The routing step decides the paths for the blocks selected by the scheduler, with a goal of maximising throughput. This is an instance of an integer multi-commodity flow (MCF) algorithm, which is known to be NP-complete. It in turn is made practical by splitting data into tens of thousands of fine-grained data blocks and then grouping those with the same source and destination, enabling efficient solving via linear programming.

Dynamic bandwidth separation

BDS monitors the aggregated bandwidth usage of all latency-sensitive flows on each inter-/intra-DC link and dynamically allocates bandwidth to multicast transfers.
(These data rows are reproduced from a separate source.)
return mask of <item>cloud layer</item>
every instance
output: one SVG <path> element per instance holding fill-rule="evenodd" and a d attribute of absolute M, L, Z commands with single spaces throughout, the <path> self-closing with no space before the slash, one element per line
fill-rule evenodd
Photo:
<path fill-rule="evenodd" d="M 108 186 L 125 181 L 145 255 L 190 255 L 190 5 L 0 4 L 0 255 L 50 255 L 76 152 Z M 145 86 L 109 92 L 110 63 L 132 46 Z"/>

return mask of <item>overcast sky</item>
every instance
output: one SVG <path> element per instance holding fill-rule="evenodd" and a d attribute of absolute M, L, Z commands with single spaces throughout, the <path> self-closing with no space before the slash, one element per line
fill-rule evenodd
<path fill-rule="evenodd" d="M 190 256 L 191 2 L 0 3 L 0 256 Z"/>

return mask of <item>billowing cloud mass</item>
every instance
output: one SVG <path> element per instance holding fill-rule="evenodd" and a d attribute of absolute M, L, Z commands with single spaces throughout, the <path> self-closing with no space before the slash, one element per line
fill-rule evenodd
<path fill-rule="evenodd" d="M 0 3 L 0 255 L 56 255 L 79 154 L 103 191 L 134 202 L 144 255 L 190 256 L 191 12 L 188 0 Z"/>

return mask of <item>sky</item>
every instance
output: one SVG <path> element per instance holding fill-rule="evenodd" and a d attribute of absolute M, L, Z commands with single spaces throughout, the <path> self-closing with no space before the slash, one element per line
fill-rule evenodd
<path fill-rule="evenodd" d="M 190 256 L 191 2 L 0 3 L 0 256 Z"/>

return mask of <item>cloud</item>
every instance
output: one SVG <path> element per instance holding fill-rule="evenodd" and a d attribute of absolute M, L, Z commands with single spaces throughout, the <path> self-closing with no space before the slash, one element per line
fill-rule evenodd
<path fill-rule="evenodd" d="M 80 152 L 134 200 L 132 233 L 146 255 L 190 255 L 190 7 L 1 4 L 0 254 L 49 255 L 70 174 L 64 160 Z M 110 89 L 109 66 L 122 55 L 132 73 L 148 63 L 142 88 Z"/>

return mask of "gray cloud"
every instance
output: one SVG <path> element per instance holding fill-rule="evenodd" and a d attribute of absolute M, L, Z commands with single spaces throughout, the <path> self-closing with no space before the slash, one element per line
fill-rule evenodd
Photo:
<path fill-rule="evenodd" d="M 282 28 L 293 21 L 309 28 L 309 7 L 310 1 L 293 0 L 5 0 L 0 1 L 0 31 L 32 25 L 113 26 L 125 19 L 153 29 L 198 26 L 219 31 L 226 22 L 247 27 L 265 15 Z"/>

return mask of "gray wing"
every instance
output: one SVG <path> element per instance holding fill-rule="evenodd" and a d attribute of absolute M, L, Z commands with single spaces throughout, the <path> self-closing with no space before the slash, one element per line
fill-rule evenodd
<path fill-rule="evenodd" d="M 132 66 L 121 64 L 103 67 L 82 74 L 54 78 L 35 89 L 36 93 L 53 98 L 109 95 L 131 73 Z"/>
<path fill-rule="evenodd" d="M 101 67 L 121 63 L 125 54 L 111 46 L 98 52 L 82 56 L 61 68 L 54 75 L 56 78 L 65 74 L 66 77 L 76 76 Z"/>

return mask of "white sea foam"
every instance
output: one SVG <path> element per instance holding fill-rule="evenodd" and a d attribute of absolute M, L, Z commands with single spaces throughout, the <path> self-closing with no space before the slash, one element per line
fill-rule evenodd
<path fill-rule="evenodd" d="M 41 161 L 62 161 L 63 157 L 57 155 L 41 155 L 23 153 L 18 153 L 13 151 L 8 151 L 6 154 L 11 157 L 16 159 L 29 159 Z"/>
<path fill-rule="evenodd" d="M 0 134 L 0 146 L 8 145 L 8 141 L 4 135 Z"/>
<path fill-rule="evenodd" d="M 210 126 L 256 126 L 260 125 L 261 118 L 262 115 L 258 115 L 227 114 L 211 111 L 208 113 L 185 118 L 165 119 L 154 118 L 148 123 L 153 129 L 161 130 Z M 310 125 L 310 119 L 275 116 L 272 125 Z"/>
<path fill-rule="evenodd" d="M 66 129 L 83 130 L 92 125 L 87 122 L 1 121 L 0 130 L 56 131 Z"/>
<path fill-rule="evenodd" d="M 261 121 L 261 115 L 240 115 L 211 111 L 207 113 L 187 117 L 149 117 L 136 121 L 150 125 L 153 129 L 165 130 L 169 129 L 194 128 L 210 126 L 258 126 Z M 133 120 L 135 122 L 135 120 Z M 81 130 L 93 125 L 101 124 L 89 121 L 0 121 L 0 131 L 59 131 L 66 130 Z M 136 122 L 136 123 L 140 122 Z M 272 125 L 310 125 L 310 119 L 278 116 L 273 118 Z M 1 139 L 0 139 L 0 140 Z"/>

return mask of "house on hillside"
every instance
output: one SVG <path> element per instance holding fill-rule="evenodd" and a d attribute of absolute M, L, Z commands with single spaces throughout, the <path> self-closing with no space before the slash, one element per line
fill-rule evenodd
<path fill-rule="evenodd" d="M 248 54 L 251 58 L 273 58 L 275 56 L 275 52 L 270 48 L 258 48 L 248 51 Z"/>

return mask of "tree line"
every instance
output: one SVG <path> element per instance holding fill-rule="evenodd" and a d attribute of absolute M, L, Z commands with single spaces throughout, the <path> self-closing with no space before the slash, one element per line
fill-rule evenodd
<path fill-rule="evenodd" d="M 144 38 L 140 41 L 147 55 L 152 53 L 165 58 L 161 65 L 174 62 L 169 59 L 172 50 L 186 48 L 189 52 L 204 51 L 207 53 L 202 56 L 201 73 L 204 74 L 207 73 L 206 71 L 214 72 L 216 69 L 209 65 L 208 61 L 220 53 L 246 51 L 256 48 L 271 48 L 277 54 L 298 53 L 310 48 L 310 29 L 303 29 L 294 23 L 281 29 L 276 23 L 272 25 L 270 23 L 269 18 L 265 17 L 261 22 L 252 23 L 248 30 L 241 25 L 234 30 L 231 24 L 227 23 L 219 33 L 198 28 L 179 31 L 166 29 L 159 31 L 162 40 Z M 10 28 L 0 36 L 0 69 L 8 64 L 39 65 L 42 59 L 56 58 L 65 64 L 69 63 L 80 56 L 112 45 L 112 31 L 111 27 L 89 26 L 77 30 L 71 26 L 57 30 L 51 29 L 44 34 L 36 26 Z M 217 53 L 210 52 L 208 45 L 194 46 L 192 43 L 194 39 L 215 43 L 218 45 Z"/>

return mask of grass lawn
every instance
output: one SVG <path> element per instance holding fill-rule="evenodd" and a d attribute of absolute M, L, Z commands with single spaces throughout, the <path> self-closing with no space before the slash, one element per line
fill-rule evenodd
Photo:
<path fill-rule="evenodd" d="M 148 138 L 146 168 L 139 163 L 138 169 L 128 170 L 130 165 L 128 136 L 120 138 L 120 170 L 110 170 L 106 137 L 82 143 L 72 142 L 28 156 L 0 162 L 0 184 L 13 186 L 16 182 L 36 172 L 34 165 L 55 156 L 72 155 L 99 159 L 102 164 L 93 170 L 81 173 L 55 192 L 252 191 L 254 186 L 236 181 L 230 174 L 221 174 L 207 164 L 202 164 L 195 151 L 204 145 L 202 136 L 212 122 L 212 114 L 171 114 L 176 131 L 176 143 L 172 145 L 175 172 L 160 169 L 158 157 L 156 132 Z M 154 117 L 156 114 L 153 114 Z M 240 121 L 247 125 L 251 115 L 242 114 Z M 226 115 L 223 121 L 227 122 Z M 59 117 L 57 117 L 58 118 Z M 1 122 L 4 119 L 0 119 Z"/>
It uses 80% link utilisation as a safety threshold.

Evaluation

The key results from the evaluation (a combination of pilot deployment within Baidu, plus trace-driven simulation and microbenchmarking) are as follows:

  • BDS completes inter-DC multicast 3-5x faster than Baidu’s existing solutions, as well as other baselines used in industry
  • BDS significantly reduces the incidents of interference between bulk-data multicast traffic and latency sensitive traffic
  • BDS can scale to the traffic demand of Baidu, tolerate various failure scenarios, and achieve close to optimal flow completion time.